I laughed. “I was going to say ‘all grown up.’”

“I don’t think she would remember you.”

“No.” I felt a familiar ache like a punch to my stomach. “I suppose not.” I looked away.

“Did you hear it?” she asked.

“The song?”

“When I saw you in the store, I went back and asked them to play it. The clerk was a bit of an asshole at first and whined about how it was against the rules, but I can be pretty persuasive.”

“I remember that about you,” I said.

She smiled. Beguiling. That was what I’d named her smile.

“So, are things…good?” she asked.

I pushed at the spine of a book that was jutting out so it would line up with the others, then ran my fingers across the edge of the shelf as if checking for dust. I looked over her shoulder at the growing line at the checkout counter. I queued up a dozen words, then shook them off, considered a dozen more, then erased them.

“I really should be going,” I finally said. “It was nice to see you again.” I started down the aisle, only to realize I was holding a book I didn’t want to buy. Without pausing, I set it on the top of the bookshelf and apologized silently to the clerk who would have to re-shelve it.

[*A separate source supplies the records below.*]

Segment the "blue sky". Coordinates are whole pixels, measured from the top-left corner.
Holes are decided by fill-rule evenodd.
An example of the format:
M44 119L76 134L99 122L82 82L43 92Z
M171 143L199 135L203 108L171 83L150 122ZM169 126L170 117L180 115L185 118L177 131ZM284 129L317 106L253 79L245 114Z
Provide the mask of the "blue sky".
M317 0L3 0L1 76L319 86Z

I heard the word just as I reached the end of the aisle.

“Wait…”

I remembered the touch of her hand on my face, the taste of her lips. I heard the soft moans of pleasure and felt her breath against my naked chest. I saw the hope and the dreams and the love and the ache and the fear and the mistakes and the goodbyes and the end of everything.

My heart was beating fast and my breath was shallow. I felt the spinning of the earth and kept walking.